Pretty soon these people are going to realize that the Tribunal aren’t doing any good for Morrowind, and when that happens they’ll turn to you.
Fen took a deep breath and straightened up. She was the Princess of Mournhold, the sole heir to the Throne of Morrowind, the reincarnation of Lord Nerevar Indoril, the slayer of Dagoth Ur. One man could not terrify her. But it would be foolish to walk in as Fenara….

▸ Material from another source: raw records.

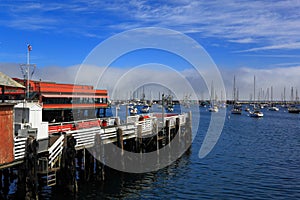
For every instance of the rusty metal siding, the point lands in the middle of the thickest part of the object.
(6, 134)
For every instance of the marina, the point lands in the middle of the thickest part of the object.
(60, 129)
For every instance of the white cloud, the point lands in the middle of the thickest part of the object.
(269, 24)
(121, 82)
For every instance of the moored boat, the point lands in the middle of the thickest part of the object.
(256, 113)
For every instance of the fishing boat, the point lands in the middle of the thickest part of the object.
(294, 109)
(273, 108)
(237, 109)
(213, 108)
(133, 111)
(256, 113)
(145, 109)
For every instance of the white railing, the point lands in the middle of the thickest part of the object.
(19, 147)
(85, 137)
(146, 125)
(55, 150)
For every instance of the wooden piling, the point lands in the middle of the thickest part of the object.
(67, 173)
(27, 174)
(188, 131)
(139, 138)
(100, 173)
(120, 142)
(168, 132)
(0, 179)
(89, 165)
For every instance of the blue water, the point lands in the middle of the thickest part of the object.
(253, 159)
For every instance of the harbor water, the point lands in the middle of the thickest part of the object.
(253, 159)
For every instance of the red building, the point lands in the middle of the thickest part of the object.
(63, 102)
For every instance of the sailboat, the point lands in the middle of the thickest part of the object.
(237, 108)
(213, 107)
(272, 106)
(256, 112)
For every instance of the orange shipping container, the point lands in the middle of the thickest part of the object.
(6, 133)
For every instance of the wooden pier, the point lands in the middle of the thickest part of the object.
(72, 147)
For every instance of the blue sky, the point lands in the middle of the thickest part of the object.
(246, 38)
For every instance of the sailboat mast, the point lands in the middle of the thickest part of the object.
(254, 90)
(234, 89)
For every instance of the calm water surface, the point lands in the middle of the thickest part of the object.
(253, 159)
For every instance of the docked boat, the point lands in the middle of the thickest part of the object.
(170, 108)
(256, 113)
(237, 109)
(133, 111)
(145, 109)
(213, 109)
(273, 108)
(294, 109)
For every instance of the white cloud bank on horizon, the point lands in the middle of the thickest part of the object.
(122, 82)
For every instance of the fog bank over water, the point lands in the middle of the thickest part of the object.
(113, 78)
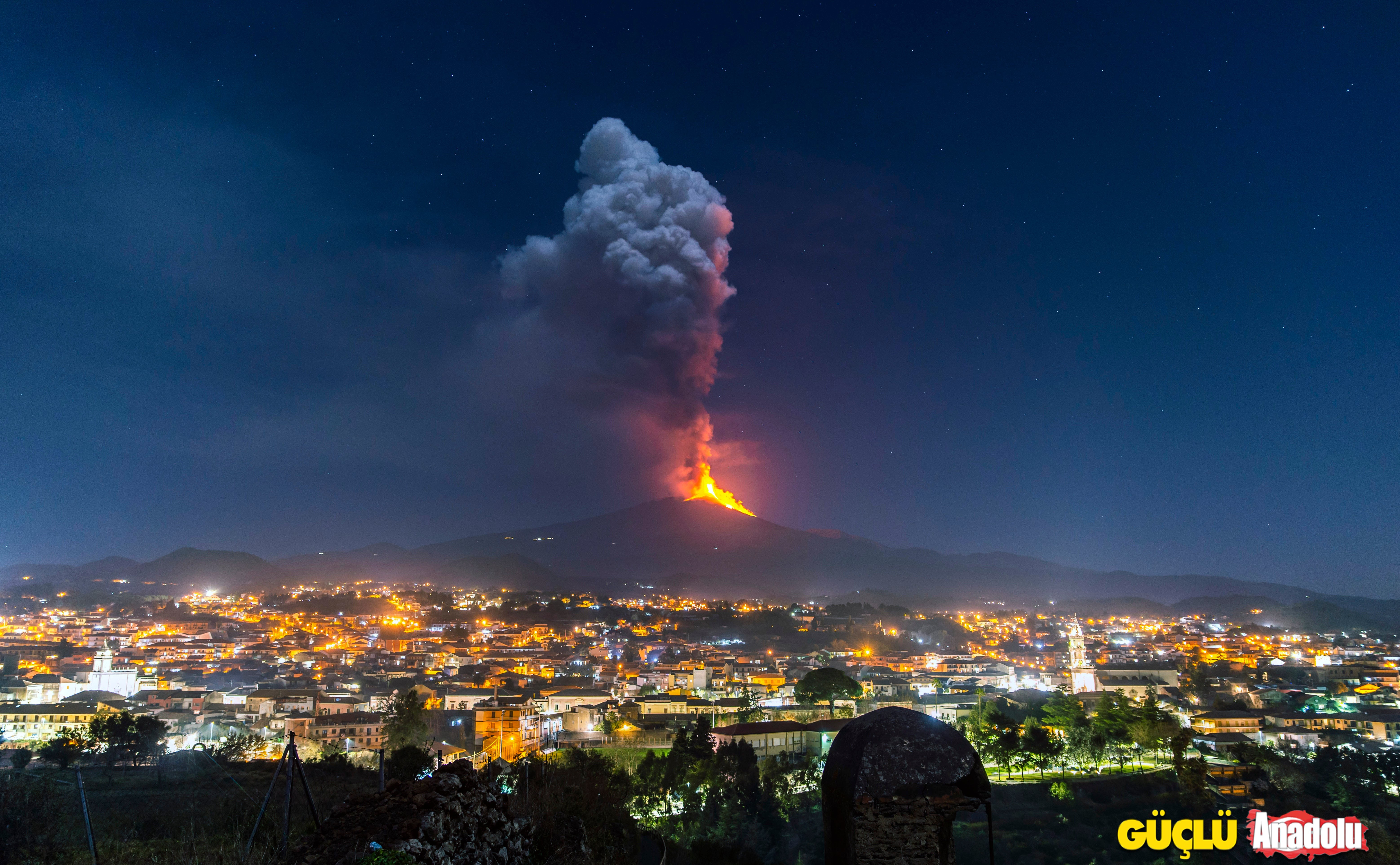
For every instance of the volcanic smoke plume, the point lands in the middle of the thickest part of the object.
(633, 286)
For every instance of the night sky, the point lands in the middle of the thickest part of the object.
(1107, 288)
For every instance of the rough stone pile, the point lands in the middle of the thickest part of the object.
(453, 818)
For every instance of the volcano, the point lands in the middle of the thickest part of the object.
(708, 551)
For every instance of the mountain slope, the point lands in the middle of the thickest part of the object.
(708, 551)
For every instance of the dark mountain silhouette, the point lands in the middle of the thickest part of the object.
(716, 552)
(188, 568)
(512, 570)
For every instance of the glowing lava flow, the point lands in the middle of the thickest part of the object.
(703, 488)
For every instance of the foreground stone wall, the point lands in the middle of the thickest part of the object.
(894, 783)
(453, 818)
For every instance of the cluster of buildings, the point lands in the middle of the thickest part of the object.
(498, 682)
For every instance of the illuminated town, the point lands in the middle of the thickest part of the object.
(582, 671)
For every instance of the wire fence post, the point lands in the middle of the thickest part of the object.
(286, 807)
(87, 821)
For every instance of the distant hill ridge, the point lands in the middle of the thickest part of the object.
(706, 549)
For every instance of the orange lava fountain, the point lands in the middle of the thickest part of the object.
(703, 488)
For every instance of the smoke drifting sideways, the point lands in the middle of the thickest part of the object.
(621, 311)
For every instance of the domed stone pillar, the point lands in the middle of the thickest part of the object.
(894, 782)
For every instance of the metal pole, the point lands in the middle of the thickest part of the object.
(286, 807)
(992, 852)
(301, 770)
(87, 821)
(268, 798)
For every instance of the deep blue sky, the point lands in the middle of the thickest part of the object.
(1072, 281)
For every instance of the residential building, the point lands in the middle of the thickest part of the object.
(349, 730)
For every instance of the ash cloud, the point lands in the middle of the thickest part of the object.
(619, 313)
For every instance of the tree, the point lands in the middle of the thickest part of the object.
(1063, 709)
(1084, 745)
(150, 738)
(750, 709)
(409, 762)
(1000, 737)
(702, 744)
(1039, 747)
(237, 747)
(115, 735)
(1112, 717)
(66, 747)
(1179, 744)
(405, 724)
(826, 685)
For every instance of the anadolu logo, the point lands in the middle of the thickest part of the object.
(1185, 835)
(1298, 833)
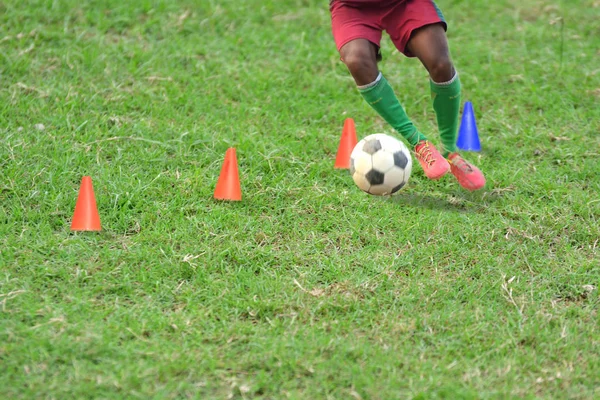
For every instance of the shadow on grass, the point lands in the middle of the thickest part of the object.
(448, 200)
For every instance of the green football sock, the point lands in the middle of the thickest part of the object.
(446, 103)
(381, 97)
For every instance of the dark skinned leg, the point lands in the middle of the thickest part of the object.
(360, 56)
(430, 45)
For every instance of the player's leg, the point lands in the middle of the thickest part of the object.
(430, 45)
(357, 35)
(360, 56)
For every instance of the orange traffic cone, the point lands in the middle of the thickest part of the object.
(228, 185)
(86, 217)
(347, 143)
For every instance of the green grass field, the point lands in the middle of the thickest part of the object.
(308, 288)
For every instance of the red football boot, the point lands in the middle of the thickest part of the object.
(468, 175)
(434, 165)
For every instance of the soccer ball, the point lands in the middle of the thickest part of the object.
(380, 164)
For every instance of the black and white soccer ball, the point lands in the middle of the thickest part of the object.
(380, 164)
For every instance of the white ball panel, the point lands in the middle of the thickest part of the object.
(363, 162)
(390, 144)
(361, 181)
(383, 161)
(394, 177)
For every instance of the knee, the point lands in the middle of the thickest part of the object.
(362, 65)
(441, 70)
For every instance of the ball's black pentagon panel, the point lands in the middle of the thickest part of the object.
(375, 177)
(372, 146)
(400, 159)
(400, 186)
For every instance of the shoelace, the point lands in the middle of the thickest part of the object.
(462, 164)
(424, 154)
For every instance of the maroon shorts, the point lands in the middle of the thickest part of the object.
(367, 19)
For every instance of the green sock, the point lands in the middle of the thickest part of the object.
(446, 103)
(381, 97)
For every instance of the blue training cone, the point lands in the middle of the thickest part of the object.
(468, 138)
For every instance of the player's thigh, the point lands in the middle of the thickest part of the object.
(349, 24)
(409, 18)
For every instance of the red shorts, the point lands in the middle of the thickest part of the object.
(367, 19)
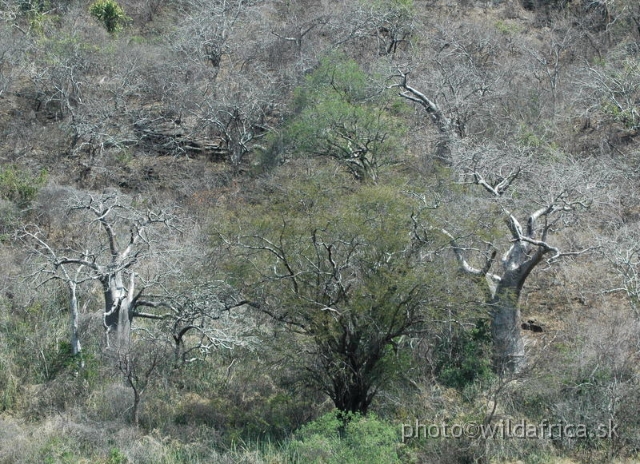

Fen reached into her newly-mended bag, finding Gildan’s old headscarf that she had used while traveling in the Ashlands. The scarf was weather-beaten and worn now, but it would serve the purpose. Pushing her hair out of her face, Fen draped the scarf around her shoulders and her nose and mouth, leaving her eyes the only exposed part of her face. With that, she went to the door to the Throne Room and prepared to meet her father.